Salzburg - Dabei setzen die Zeitungen auf eine Technik, die die "Saarbrücker Zeitung" entwickelt hat. 

"Wir haben mit der Wahlwette sehr gute Erfahrungen gemacht", erklärt Peter Stefan Herbst gegenüber Newsroom.de. Der Chefredakteur der "Saarbrücker Zeitung" hat die "Wahlwette" das erste Mal zur Landtagswahl 2009 eingesetzt - mit vollem Erfolg.

Peter Stefan Herbst, Chefredakteur der "Saarbrücker Zeitung", vereint mit der im Saarland erfunden Wahlwette Tageszeitungen über Verlagsgrenzen hinweg.

Das Ergebnis der Leser war sogar deutlich besser als die Ergebnisse der Profi-Meinungsforscher, die "Süddeutsche Zeitung" lobte anerkennend: "Die Saarländer kennen sich aus in ihrer Heimat - besser zumindest als die Wahlforscher von ARD und ZDF." 

Wie die Wahlwette funktioniert

Die Leser tippen die Prozentwerte der einzelnen Parteien, aus den Einzeltipps errechnet sich die Gesamtprognose. Die Wette funktioniert auf der Annahme der "Schwarmintelligenz": Während der Einzelne vielleicht noch zweifelt, weiß die Gruppe die richtige Antwort. Ein Phänomen, dass auch regelmäßig bei "Wer wird Millionär?" beobachtet werden kann, betont Christian Lauer.

Lauer (45), vom Hause aus Journalist, ist heute Geschäftsführer der Saarbrücker VerlagsService GmbH und verantwortlich für den Online-Bereich. Er freut sich gegenüber Newsroom.de über den Zuspruch, den die Wahlwette, die in Saarbrücken erfunden wurde, auch außerhalb des eigenen Verlages erfährt.

"Da bei Schwarmintelligenz eine möglichst große Teilnehmerzahl die Ergebnisse verbessern sollte, macht ein Netzwerk aus vielen Verlagen Sinn", erklärt Christian Lauer.

Christian Lauer, Geschäftsführer der Saarbrücker VerlagsService GmbH.
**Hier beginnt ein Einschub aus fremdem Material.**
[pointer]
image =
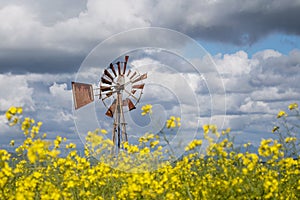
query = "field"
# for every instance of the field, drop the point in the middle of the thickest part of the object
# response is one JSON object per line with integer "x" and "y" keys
{"x": 143, "y": 172}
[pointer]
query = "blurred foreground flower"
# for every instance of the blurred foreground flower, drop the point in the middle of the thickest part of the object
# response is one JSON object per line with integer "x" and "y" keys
{"x": 293, "y": 106}
{"x": 281, "y": 114}
{"x": 173, "y": 122}
{"x": 147, "y": 109}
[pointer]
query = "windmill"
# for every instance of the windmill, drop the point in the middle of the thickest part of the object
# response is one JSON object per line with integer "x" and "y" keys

Um sich vor Leuten zu schützen, die mehrfach für eine Partei ihre Stimme abgeben wollen, haben Lauer und sein Team die Sicherheit des Programms noch einmal deutlich verbessert - Parteisoldaten sollen daran gehindert werden, die Ergebnisse im Sinne ihrer Partei zu manipulieren.

Wer auf seine Leser setzt

Neben der "Saarbrücker Zeitung" mit an Bord sind aktuell: Zeitungsgruppe Thüringen, "Aachener Zeitung"/"Aachener Nachrichten", "Pirmasenser Zeitung", "Mindener Tageblatt", "WAZ - Der Westen", "Lübecker Nachrichten", "Ostsee-Zeitung", "Zeitungsverlag Schwerin", "Schleswig-Holsteinischer Zeitungsverlag", "Lausitzer Rundschau", "Neue Westfälische", Verlagsgruppe Rhein-Main, "Westfalen-Blatt" und der "Pfälzische Merkur".

Start der Wette bei allen Verlagen ist der 1. August.

Die erste Bewährungsprobe außerhalb des Saarlandes hatte die Wahlwette bereis im Jahr 2012 - als "Rheinische Post" und "Neue Westfälische" das Tool zur Landtagswahl in Nordrhein-Westfalen eingesetzt haben - mit Erfolg.